In the mid-1950s, KTLA in Los Angeles and WNEW in New York starting running old Warner Brothers cartoons from the archives on Saturday mornings, thus beginning the tradition of programming for children. Animated features at the cinema didn’t last long after that. “We used to kid about it when television was being done... We figured TV might put us out of work, which eventually it did.”

He said of his work at Warners, which was never meant to survive, let alone endure, “We kind of lived in a paradise and we didn’t know it.”

He reportedly considered "What’s Opera, Doc?" to be his greatest work.

If the words “Kill the wabbit!” mean anything to you, then you’re familiar with arguably the greatest cartoon of all time. The 1957 animated short features Bugs Bunny and Elmer Fudd, and parodies Wagner’s operas. (The cartoon’s most famous line is sung to "Ride of the Valkyries.") This wasn’t his only take on opera. He took on Rossini in 1949’s Rabbit of Seville.

He had to persuade his old friend that How the Grinch Stole Christmas would make a great show.

“I had known Ted during the war, but it had been 15 years... I had really wanted to do something of his, and Charlie Brown was one of the only works I knew doing a Christmas special.” Jones thought that Dr. Seuss was the natural person for such an annual tradition. “So I called up Ted, so I ask him would he be willing to think about doing it? He was anti-Hollywood, very much, because when he left after the war they pirated a lot of his stuff and took his credits off of his features... He did some documentaries—one of which won the Academy Award and someone else took it. So he was pretty sour about that.” How did he persuade Geisel? “I told him this was another field—this was television!—and he didn't know much about televisions either.”

Ironically, a banking consortium agreed to sponsor the show, which helped Jones sell the Christmas special to the networks. Jones later noted that Dr. Seuss’s publisher should have sponsored the show, because the cartoon doubled sales of the book that year, and they haven’t slowed since.
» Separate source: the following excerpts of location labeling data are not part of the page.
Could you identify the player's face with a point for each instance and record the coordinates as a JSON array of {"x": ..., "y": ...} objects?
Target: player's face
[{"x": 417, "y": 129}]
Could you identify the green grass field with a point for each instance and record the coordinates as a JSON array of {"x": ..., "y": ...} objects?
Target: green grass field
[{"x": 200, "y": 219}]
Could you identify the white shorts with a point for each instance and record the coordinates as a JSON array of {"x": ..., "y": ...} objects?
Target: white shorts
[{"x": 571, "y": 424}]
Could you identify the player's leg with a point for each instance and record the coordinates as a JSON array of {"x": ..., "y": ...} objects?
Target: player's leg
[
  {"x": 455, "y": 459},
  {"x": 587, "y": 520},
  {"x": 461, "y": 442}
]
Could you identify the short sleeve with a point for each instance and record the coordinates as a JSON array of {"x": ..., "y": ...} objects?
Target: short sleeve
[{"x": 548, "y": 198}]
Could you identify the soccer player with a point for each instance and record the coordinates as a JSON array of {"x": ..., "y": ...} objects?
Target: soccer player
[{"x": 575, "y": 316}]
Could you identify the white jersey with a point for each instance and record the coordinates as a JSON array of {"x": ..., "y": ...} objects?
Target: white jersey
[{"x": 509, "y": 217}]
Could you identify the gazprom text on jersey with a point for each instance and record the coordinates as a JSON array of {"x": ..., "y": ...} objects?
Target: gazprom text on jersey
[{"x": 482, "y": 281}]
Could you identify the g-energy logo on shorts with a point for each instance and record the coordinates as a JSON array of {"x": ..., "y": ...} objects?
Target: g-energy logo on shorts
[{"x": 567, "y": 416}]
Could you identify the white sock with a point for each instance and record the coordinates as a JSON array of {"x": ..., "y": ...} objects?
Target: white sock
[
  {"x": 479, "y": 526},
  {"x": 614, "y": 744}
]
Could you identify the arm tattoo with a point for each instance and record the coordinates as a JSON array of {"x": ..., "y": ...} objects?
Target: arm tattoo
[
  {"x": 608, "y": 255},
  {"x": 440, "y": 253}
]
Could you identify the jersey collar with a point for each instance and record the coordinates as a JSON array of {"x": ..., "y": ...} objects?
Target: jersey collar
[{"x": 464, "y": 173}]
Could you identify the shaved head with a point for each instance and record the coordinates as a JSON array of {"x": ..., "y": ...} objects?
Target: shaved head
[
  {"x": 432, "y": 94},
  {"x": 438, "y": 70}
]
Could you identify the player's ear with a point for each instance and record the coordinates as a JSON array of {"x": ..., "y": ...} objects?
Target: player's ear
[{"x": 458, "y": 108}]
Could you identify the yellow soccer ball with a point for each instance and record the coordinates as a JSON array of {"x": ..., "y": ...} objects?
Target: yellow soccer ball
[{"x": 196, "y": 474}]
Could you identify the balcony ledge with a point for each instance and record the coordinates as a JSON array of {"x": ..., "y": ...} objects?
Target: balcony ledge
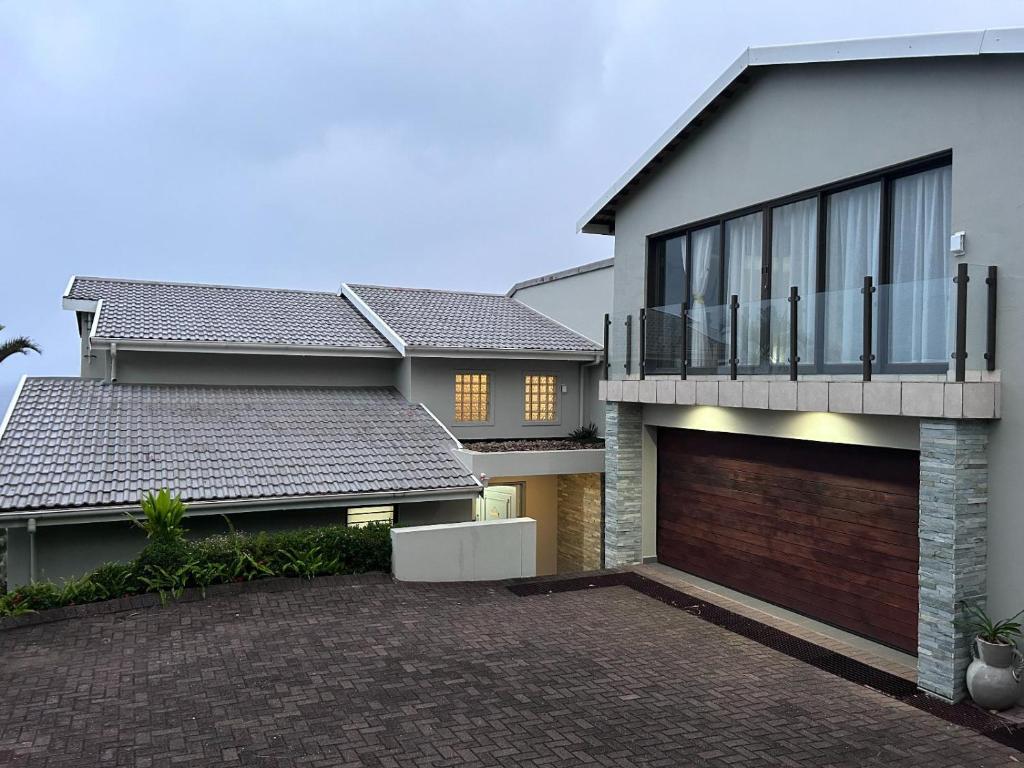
[{"x": 894, "y": 396}]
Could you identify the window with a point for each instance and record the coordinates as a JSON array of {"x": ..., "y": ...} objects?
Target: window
[
  {"x": 706, "y": 320},
  {"x": 892, "y": 225},
  {"x": 541, "y": 397},
  {"x": 359, "y": 517},
  {"x": 472, "y": 397},
  {"x": 794, "y": 256}
]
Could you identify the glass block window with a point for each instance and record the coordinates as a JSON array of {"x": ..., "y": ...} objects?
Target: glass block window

He was once, under protest, the vice president in charge of children’s programming at ABC.

In 1972, he was hired by ABC TV to be its vice president of children’s programming. “I’m guilty of a lot of sins,” he said, “but that is one I’d just as soon forget.” How did he get the job? “I complained so much about children’s programming that these guys called my bluff. They said come over and do something... well that was a very good idea except nobody listened to me.” He didn’t last long. “I didn’t want to be vice president. I wanted to go back to doing drawings.”